Uno dei momenti più importanti che caratterizza la gravidanza di una donna è quello degli esami per la valutazione dello stato di salute del feto e delle condizioni della sacca di gestazione dove il feto sta crescendo.

Molti di questi esami sono caratterizzati da minima invasività, ma alla prova di fatti possono anche risultare piuttosto complessi nell’interpretazione dei risultati.

Per poter avere un risultato certo sulla condizione di salute del feto, sulla possibile presenza di patologie legate ai cromosomi, al metabolismo ed a particolari malattie infettive vengono spesso utilizzati esami come la villocentesi o quello dell’amniocentesi.

La pratica della villocentesi e dell’amniocentesi vanno a collocarsi tra le pratiche con alto grado di sicurezza per il feto e per la madre che, tuttavia, vengono eseguiti con remora per permettere di evitare lo sviluppo di problematiche a questi legate.

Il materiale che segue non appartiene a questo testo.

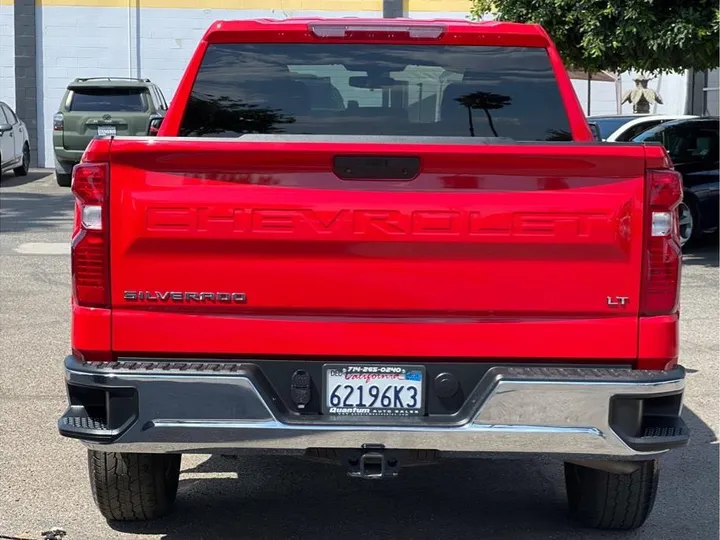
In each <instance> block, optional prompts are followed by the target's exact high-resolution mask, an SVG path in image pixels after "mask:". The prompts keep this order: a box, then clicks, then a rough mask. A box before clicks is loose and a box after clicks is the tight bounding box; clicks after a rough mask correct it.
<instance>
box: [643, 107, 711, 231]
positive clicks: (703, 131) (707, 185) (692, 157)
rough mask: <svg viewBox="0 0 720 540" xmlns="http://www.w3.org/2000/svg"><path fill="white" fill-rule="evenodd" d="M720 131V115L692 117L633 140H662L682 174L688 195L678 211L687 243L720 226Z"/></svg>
mask: <svg viewBox="0 0 720 540" xmlns="http://www.w3.org/2000/svg"><path fill="white" fill-rule="evenodd" d="M719 131H720V119H718V118H708V117H705V118H690V119H686V120H677V121H674V122H667V123H665V124H661V125H659V126H656V127H654V128H652V129H649V130H648V131H646V132H644V133H641V134H640V135H638V136H637V137H635V138H634V139H633V142H660V143H662V144H663V146H665V149H666V150H667V151H668V153H669V154H670V157H671V158H672V160H673V164H674V165H675V169H676V170H677V171H678V172H679V173H680V174H682V177H683V186H684V189H685V195H684V199H683V202H682V203H681V204H680V207H679V209H678V210H679V214H680V240H681V242H682V244H683V245H684V244H686V243H687V242H688V241H690V240H695V239H697V238H699V237H700V236H701V235H702V234H703V233H709V232H713V231H715V230H717V228H718V204H720V200H719V199H718V192H719V191H720V165H719V164H718V145H719V144H720V139H719V137H718V132H719Z"/></svg>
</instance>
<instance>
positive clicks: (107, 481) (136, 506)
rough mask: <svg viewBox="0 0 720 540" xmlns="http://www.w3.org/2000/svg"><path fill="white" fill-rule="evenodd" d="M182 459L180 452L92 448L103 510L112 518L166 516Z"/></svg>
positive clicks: (100, 498) (95, 484)
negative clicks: (135, 451)
mask: <svg viewBox="0 0 720 540" xmlns="http://www.w3.org/2000/svg"><path fill="white" fill-rule="evenodd" d="M180 459H181V456H180V455H179V454H132V453H118V452H98V451H94V450H88V465H89V469H90V486H91V489H92V494H93V499H94V500H95V504H96V505H97V507H98V509H99V510H100V513H102V515H103V516H104V517H105V518H106V519H108V520H111V521H141V520H149V519H155V518H158V517H160V516H163V515H165V514H166V513H167V512H168V511H169V510H170V508H171V507H172V504H173V502H174V500H175V496H176V493H177V485H178V477H179V474H180ZM168 467H169V473H168V475H167V476H166V469H167V468H168Z"/></svg>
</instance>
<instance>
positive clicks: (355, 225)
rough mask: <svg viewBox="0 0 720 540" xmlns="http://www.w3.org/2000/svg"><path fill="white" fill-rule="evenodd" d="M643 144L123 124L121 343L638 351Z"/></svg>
mask: <svg viewBox="0 0 720 540" xmlns="http://www.w3.org/2000/svg"><path fill="white" fill-rule="evenodd" d="M644 152H645V149H644V147H643V146H640V145H615V146H610V145H602V146H601V145H592V144H587V145H585V144H577V143H569V144H565V143H538V144H467V143H466V144H464V145H457V144H409V143H407V144H406V143H402V142H398V143H394V144H391V143H382V144H380V143H372V142H367V143H350V142H342V141H341V142H323V143H317V142H267V141H265V142H258V141H244V140H242V139H241V140H228V139H222V140H219V139H191V138H186V139H165V138H158V139H152V140H147V139H135V140H127V139H115V140H114V141H113V143H112V147H111V153H110V154H111V169H110V171H111V172H110V178H111V180H110V201H111V207H110V220H111V221H110V223H111V231H112V233H111V287H112V317H113V321H112V343H113V349H114V350H115V351H118V352H133V351H143V352H144V353H151V354H152V353H157V354H159V355H162V354H170V353H172V354H182V355H233V356H240V355H291V354H292V355H310V356H312V355H318V356H327V355H340V354H342V355H348V352H349V351H351V354H354V355H358V356H364V355H372V356H385V355H387V356H433V357H453V358H463V357H466V358H478V357H493V358H505V359H507V360H512V359H522V358H527V357H533V358H547V359H562V358H575V359H578V358H579V359H580V360H582V359H584V358H586V359H588V361H592V360H597V359H605V360H613V359H615V360H621V359H629V358H634V357H635V356H636V354H637V333H638V330H637V329H638V299H639V292H640V291H639V289H640V276H641V273H642V269H641V266H642V249H641V244H642V237H643V234H642V230H643V227H644V225H643V214H644V212H643V190H644V175H645V170H644V167H645V160H644V159H643V156H644ZM377 171H385V173H387V174H390V175H395V176H397V178H396V179H394V180H373V179H369V177H372V176H378V175H380V176H382V173H380V174H377ZM388 171H390V172H389V173H388ZM400 177H402V178H400ZM623 299H625V300H623Z"/></svg>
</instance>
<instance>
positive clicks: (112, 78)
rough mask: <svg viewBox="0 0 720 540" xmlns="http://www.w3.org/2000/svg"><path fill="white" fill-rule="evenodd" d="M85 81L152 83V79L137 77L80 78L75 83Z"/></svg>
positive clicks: (83, 81) (84, 77) (82, 81)
mask: <svg viewBox="0 0 720 540" xmlns="http://www.w3.org/2000/svg"><path fill="white" fill-rule="evenodd" d="M85 81H139V82H147V83H149V82H150V79H138V78H137V77H78V78H77V79H75V81H74V82H85Z"/></svg>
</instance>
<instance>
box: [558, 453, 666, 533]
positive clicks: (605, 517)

La problematica più grave che può essere collegata alla villocentesi o all’amniocentesi è quella relativa ad un possibile aborto seguente a disagi da queste causati.

Villocentesi o Amniocentesi: quale scegliere?

In via del tutto generale esistono una serie di elementi che possono giustificare la pratica scelta tra villocentesi ed amniocentesi.

Questi due esami sono quelli più eseguiti nel caso in cui vadano ad essere denunciate nelle donne delle anomalie di natura cromosomica. Esistono una serie di parametri che vanno poi a giustificare l’utilizzo di questi interventi. In generale sono le donne in gravidanza che hanno superato i 35 anni a ricorre alla villocenteso o all’amniocentesi.

Questo tipo di parametro può essere successivamente giustificato da altre caratteristiche intervenienti come la precedente nascita di un figlio affetto da anomalia cromosomica, oppure dalla presenza in famiglia di un genitore con anomalia cromosomica.

Esistono poi una serie di fattori di tipo relativamente secondario che possono concorrere alla scelta tra villocentesi o amniocentesi.

Uno di questi fattori è sicuramente collegato all’aver svolto in precedenza un esame come la traslucenza nucale. Se questo tipo di controllo è caratterizzato da esito positivo, è possibile che il vostro medico di fiducia vi consigli un controllo come la villocentesi o l’amniocentesi.

Si tratta, infatti, di una forma di sicurezza in più relativamente al controllo della traslucenza nucale.

Sotto l’aspetto puramente pratico è possibile sostenere che la pratica stessa di questi due esami potrebbe giustificare una scelta orientata verso l’amniocentesi, in quanto, per quanto riguarda la villocentesi, è necessaria l’applicazione della stessa in maniera accurata, presso un centro altamente specializzato per questo tipo di pratica.

Da questo punto di vista l’amniocentesi permette di avere maggiori certezze grazie ad una pratica più semplice nello svolgimento dell’esame.

Nel momento in cui c’è la necessità di avere maggiori certezze sulla salute del feto, nel caso in cui lo storico familiare presenti già questo tipo di casi è più sicuro affidarsi alla pratica della villocentesi.

La valutazione della scelta tra villocentesi o amniocentesi deve portare a profonda riflessione ma, soprattutto, ad un preciso consulto medico presso uno specialista in materia, per la salvaguardia della propria salute e di quella del feto.